Reputation: 10217
I have "a.txt" which is in csv format and is separated by tabs:
16777216 16777471 -33.4940 143.2104
16777472 16778239 Fuzhou 26.0614 119.3061
Then I run:
sc.textFile("path/to/a.txt").map(line => line.split("\t")).toDF("startIP", "endIP", "City", "Longitude", "Latitude")
THen I got:
java.lang.IllegalArgumentException: requirement failed: The number of columns doesn't match. Old column names (1): value New column names (5): startIP, endIP, City, Longitude, Latitude at scala.Predef$.require(Predef.scala:224) at org.apache.spark.sql.Dataset.toDF(Dataset.scala:376) at org.apache.spark.sql.DatasetHolder.toDF(DatasetHolder.scala:40) ... 47 elided
If I just run:
res.map(line => line.split("\t")).take(2)
I got:
rdd: Array[Array[String]] = Array(Array(16777216, 16777471, "", -33.4940, 143.2104), Array(16777472, 16778239, Fuzhou, 26.0614, 119.3061))
What is wrong here?
Upvotes: 1
Views: 3724
Reputation: 1
You can try this example:
dataDF = sc.textFile("filepath").map(x=>x.split('\t').toDF();
data = dataDF.selectExpr("_1 as startIP", "_2 as endIP", "_3 as City", "_4 as Longitude", "_5 as Latitude");
Upvotes: 0
Reputation: 30310
As @user7881163 notes, the error occurs because your split
produces a single column whose value (hence the value
name given by Spark) is the array of tokens produced by the split
.
However, per comments from @zero323, just make sure you use the version of collect
@user7881163 uses (the one that takes a partial function) if you are operating at scale because the other, far more commonly used collect
will move all your data to the driver and overwhelm that machine. And if you aren't operating at scale, why use Spark at all?

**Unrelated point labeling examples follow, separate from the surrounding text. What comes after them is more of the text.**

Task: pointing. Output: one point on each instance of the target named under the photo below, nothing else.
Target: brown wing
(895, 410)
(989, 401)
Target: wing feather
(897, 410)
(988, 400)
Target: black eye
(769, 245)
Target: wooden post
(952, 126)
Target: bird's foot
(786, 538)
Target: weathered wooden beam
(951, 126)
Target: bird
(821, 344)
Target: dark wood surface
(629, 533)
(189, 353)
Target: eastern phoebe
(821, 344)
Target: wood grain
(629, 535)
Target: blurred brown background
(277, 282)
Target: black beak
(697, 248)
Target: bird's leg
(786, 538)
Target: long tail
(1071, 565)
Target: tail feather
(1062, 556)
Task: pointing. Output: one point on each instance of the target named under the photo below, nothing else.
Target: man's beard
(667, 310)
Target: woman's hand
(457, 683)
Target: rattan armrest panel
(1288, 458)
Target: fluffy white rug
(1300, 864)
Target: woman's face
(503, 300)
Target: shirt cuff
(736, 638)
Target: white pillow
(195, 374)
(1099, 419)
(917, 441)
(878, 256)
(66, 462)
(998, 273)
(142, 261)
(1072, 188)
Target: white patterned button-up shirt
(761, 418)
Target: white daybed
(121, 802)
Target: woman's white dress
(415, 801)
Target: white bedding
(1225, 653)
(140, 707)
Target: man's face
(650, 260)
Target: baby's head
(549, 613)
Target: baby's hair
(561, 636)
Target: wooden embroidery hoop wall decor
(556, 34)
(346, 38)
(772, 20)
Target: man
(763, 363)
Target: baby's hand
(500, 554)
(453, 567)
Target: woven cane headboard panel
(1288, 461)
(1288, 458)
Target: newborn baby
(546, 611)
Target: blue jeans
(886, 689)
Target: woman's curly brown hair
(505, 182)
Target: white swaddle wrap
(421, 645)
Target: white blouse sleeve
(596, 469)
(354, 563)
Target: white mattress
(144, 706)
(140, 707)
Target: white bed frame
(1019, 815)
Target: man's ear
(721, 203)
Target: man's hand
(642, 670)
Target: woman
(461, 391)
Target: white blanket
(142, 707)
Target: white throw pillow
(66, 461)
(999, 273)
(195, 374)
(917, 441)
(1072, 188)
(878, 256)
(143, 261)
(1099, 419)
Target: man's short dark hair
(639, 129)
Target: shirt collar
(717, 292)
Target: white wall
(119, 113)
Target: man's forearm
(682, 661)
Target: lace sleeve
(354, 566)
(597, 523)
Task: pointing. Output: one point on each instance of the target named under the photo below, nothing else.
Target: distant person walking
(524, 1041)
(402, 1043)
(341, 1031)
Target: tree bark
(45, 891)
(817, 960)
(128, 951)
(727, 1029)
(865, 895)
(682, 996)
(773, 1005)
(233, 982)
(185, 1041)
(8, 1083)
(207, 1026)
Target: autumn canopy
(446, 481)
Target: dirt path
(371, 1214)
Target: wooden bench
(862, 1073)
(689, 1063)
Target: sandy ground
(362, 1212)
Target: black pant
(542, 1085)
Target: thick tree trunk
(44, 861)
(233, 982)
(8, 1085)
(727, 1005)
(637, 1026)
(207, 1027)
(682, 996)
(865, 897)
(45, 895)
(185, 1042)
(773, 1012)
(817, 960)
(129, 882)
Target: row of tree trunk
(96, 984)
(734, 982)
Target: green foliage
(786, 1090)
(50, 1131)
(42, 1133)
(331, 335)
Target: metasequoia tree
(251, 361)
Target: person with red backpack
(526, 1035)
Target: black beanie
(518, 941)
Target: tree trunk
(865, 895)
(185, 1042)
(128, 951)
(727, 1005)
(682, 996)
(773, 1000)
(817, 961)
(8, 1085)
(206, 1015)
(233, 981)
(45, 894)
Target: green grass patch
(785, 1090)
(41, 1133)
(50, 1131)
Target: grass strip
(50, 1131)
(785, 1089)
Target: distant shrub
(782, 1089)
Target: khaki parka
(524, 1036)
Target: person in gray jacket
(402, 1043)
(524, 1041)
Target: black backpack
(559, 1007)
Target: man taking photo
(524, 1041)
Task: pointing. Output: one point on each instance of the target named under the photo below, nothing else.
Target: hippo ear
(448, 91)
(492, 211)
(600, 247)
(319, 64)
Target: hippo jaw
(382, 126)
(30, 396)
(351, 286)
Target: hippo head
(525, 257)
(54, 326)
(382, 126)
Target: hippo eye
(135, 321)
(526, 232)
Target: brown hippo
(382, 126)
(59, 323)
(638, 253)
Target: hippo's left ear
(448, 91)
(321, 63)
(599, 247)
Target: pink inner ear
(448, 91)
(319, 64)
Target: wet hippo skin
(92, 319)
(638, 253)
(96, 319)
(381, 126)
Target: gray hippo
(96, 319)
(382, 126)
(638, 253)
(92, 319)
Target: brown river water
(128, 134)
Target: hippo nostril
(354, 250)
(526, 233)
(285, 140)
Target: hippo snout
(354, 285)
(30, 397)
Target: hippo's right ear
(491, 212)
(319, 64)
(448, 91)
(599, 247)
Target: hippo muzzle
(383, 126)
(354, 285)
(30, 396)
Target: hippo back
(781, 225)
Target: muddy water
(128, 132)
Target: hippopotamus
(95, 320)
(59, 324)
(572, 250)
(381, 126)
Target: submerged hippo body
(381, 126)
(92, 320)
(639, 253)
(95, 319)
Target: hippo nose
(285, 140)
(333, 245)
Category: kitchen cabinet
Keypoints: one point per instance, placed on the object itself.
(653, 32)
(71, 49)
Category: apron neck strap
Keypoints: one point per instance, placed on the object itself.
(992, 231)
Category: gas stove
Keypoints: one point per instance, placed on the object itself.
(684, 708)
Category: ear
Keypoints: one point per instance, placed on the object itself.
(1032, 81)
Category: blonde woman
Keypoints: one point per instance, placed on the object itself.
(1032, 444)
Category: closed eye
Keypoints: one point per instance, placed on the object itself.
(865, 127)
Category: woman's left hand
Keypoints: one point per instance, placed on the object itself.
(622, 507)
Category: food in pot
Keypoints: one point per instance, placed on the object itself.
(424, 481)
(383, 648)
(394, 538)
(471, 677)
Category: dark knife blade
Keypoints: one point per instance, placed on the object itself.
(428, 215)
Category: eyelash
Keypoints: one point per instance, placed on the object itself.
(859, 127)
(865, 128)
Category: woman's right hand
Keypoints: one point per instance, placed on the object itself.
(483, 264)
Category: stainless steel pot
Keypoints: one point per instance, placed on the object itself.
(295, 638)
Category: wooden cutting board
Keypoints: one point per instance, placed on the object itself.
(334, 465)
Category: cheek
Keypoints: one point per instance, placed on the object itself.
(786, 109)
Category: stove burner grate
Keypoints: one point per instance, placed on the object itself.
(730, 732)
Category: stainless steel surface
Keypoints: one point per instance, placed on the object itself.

This is a slightly different approach that also allows for missing city data:
sc.textFile("path/to/a.txt")
.map(_.split("\t"))
.map {
case Array(startIP, endIP, city, longitude, latitude) => (startIP, endIP, Some(city), longitude, latitude)
case Array(startIP, endIP, longitude, latitude) => (startIP, endIP, None, longitude, latitude)
}.toDF("startIP", "endIP", "City", "Longitude", "Latitude")
Upvotes: 3
Reputation: 11
Try:
sc
.textFile("path/to/a.txt")
.map(line => line.split("\t"))
.collect { case Array(startIP, endIP, City, Longitude, Latitude) =>
(startIP, endIP, City, Longitude, Latitude)
}.toDF("startIP", "endIP", "City", "Longitude", "Latitude")
or just use csv
source:
spark.read.option("delimiter", "\t").csv("path/to/a.txt")
Your current code creates a DataFrame
with a single column of type array<string>
. This is why it fails when you pass 5 names.
Upvotes: 1